The new device looks more like something out of a comic book. In New York, where the killings of several unarmed civilians by cops have sparked major protests, anything that gets officers’ hands off their guns is worth a try.
The device consists of a hand-held remote that shoots barbed Kevlar cords at suspects at a speed of 640 feet per second, wrapping tightly around their body almost too quickly to see. The BolaWrap 100 is designed to incapacitate, not kill, and marketing materials indicate its target "audience" is the mentally ill, who are disproportionately represented among police casualties.
NYPD Commissioner James O’Neill told reporters the department was “not looking at [the Bola 100] right now” during a crime briefing last week, only to surreptitiously test the product a few days later, according to Brooklyn Borough President Eric Adams, who subsequently invited the press to his own live demonstration.
“Spider-Man has nothing on Bola,” Adams said.
Waiting at Brooklyn Borough Hall to watch @BPEricAdams test out the BolaWrap™ 100 — an “innovative policing device” that shoots a Kevlar cord around a person’s legs. It’s intended to humanely subdue emotionally disturbed individuals, per a press release. pic.twitter.com/kuTDxFAd96
— Jake Offenhartz (@jangelooff) October 11, 2018
The weapon is very loud, comparable to a gunshot, though a quieter version is in development. Unlike tasers, pepper spray, and other popular non-lethal police weapons, Bola is supposedly painless, a claim which seems to hold up given public officials’ willingness to serve as guinea pigs for the futuristic device.

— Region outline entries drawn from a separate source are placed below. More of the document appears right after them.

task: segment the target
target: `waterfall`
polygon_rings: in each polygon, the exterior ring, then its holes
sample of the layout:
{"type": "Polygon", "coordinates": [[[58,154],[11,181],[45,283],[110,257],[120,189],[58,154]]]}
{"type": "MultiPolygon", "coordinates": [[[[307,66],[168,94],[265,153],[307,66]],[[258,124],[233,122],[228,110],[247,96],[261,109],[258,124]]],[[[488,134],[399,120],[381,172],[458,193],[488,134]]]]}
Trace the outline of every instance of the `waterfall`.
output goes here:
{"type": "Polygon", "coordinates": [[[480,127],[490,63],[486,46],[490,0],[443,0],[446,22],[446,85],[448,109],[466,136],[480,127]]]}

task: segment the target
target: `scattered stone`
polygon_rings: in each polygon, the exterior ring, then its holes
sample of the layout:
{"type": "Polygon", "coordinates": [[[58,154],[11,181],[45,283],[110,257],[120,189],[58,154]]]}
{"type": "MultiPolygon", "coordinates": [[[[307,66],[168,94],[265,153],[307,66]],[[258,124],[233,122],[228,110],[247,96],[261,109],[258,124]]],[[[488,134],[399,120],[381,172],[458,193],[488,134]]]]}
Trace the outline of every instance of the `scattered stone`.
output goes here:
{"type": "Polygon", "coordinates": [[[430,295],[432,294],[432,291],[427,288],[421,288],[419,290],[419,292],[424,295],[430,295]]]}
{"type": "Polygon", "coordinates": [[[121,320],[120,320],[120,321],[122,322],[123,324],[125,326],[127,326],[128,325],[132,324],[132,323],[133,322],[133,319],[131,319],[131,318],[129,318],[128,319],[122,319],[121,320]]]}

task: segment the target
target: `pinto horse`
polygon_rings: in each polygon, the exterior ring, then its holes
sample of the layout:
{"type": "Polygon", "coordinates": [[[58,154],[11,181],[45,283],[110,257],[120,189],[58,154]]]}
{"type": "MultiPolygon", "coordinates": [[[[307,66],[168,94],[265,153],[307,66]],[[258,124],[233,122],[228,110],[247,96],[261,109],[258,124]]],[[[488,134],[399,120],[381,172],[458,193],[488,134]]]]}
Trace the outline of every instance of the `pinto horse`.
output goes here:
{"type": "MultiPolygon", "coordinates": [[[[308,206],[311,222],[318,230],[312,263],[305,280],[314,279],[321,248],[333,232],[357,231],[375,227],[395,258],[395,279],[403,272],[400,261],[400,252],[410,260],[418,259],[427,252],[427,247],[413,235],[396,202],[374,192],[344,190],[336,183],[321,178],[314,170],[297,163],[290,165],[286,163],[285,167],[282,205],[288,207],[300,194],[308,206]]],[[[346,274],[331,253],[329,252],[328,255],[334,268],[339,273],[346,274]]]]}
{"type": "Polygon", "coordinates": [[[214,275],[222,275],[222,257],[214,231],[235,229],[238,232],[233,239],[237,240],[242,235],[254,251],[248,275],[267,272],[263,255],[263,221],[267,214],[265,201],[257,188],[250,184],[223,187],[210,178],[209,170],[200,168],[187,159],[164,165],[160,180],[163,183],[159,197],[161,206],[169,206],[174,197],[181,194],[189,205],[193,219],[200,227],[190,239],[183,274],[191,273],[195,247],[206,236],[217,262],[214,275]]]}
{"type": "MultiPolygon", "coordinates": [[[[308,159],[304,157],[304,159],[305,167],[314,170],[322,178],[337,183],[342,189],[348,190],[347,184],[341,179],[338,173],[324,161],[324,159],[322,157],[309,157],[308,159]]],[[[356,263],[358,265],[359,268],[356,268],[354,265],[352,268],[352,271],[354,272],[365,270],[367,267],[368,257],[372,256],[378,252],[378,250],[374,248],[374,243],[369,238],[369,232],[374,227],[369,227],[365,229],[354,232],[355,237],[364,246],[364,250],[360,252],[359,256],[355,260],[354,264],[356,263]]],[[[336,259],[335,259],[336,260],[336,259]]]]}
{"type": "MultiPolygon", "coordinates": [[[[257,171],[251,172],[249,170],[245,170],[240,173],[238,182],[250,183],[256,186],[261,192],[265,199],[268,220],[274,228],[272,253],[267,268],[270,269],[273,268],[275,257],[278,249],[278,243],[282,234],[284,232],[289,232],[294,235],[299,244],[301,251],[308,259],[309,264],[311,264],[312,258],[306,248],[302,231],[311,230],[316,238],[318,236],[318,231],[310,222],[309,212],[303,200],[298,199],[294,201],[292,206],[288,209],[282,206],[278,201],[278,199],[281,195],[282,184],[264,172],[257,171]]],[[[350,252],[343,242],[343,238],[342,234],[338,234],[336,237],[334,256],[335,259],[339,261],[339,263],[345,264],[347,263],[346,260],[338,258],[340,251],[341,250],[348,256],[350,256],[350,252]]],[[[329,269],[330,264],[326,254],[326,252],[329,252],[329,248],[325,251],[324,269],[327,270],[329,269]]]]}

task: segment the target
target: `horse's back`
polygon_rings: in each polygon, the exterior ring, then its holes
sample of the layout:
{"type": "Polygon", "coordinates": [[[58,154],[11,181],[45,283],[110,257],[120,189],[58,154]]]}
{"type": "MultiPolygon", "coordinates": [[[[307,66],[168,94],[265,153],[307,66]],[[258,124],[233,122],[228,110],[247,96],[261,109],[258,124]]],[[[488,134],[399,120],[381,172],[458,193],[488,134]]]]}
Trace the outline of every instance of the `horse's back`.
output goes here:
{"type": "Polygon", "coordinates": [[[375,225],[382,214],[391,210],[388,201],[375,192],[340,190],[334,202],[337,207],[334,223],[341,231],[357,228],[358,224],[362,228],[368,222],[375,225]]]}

Wrap Technologies sells the BolaWrap for $800 and claims 24 police departments are currently testing it out.
A report issued in January 2017 concerning NYPD response to “emotionally-disturbed persons” indicated that despite the launch of a crisis-intervention training program two years earlier, there was no reliable system in place to de-escalate confrontations between cops and the mentally ill. In one 2016 example, an NYPD sergeant fatally shot a mentally-ill 66-year-old Bronx woman inside her apartment when she picked up a baseball bat; proponents of the program believe he could have de-escalated the situation given the proper training.
Even if all New York cops receive a Bola with their holiday bonus, they still have to use them – officer training still centers on the use of firearms, and the sergeant who shot that woman made the choice to reach for his gun instead of his taser when he engaged her. And seeing how many cops are allowed to walk away scot-free after killing on duty, it’s an open question whether new non-lethal toys will stop them from using deadly force.